The trial court did not rely merely upon the records of arrest and conviction to find that N.R. posed a threat to public safety. Instead, the court reviewed the facts underlying these events, which included the testimony of the officer who had responded when N.R. assaulted her son, had seen the injury inflicted upon her son and heard N.R.'s own threats to kill her son and herself.
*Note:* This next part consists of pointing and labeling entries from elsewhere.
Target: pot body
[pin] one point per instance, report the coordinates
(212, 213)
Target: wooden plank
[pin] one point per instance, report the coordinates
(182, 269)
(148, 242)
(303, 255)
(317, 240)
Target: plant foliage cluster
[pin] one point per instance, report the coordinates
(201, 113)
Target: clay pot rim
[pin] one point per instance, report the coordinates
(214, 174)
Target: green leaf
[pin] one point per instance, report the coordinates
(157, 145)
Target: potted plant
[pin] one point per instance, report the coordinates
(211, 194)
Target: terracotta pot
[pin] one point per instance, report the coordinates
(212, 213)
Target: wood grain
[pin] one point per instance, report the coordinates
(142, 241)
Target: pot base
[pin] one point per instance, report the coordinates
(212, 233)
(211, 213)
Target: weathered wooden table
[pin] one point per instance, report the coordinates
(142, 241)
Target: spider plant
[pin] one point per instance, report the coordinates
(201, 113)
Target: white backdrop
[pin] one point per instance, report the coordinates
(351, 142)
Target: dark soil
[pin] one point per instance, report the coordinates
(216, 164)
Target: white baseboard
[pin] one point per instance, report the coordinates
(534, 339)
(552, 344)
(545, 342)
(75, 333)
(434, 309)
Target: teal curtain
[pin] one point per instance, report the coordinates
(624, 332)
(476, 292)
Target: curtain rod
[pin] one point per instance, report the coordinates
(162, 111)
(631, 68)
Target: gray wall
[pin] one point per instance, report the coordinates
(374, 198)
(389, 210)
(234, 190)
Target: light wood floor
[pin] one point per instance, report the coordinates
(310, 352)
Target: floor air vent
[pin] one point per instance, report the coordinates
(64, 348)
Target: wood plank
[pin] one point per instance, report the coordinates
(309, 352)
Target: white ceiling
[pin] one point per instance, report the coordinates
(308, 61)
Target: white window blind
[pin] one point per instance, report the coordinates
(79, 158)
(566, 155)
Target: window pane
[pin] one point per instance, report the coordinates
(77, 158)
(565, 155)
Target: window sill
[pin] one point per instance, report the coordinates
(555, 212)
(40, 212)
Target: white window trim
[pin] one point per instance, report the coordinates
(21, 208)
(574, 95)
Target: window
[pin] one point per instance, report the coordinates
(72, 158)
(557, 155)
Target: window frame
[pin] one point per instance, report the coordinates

These facts revealed N.R. to have violent propensities, to act on those propensities, inflicting injury upon her son and even telling the responding police officers that if they did not remove her son, she would kill him. Even if we accepted N.R.'s argument as excluding consideration of the evidence contained in the records that were expunged, the expungement order did not erase these underlying events, which were presented through competent testimony. In light of the public's interest in preventing individuals deemed statutorily unfit from possessing firearms, Cordoma, supra, 372 N.J. Super. at 537, the State's interest in having such information available outweighs any legitimate interest in having the information excluded from consideration. See State v. Zemak, 304 N.J. Super. 381, 384-85 (Law Div. 1997).

Moreover, as previously noted, N.R. did not object to the testimony of Sergeant Lomonte or Deputy Chief Mayer. "The jurisdiction of appellate courts rightly is bounded by the proofs and objections critically explored on the record before the trial court by the parties themselves." State v. Robinson, 200 N.J. 1, 19 (2009). Because this issue is raised for the first time on appeal, our review is limited to "a search for plain error, Rule 2:10-2[.]" State v. Nesbitt, 185 N.J. 504, 516 (2006). Even if we accepted N.R.'s argument that the expunged "records on file" could not be considered, Sergeant Lomonte's testimony based upon his first-hand knowledge of her assault and threats to kill her son and herself are sufficient to support a finding that she was unfit to possess firearms pursuant to N.J.S.A. 2C:58-3(c)(5). See Cunningham, supra, 186 N.J. Super. at 507. Therefore, we do not find plain error here.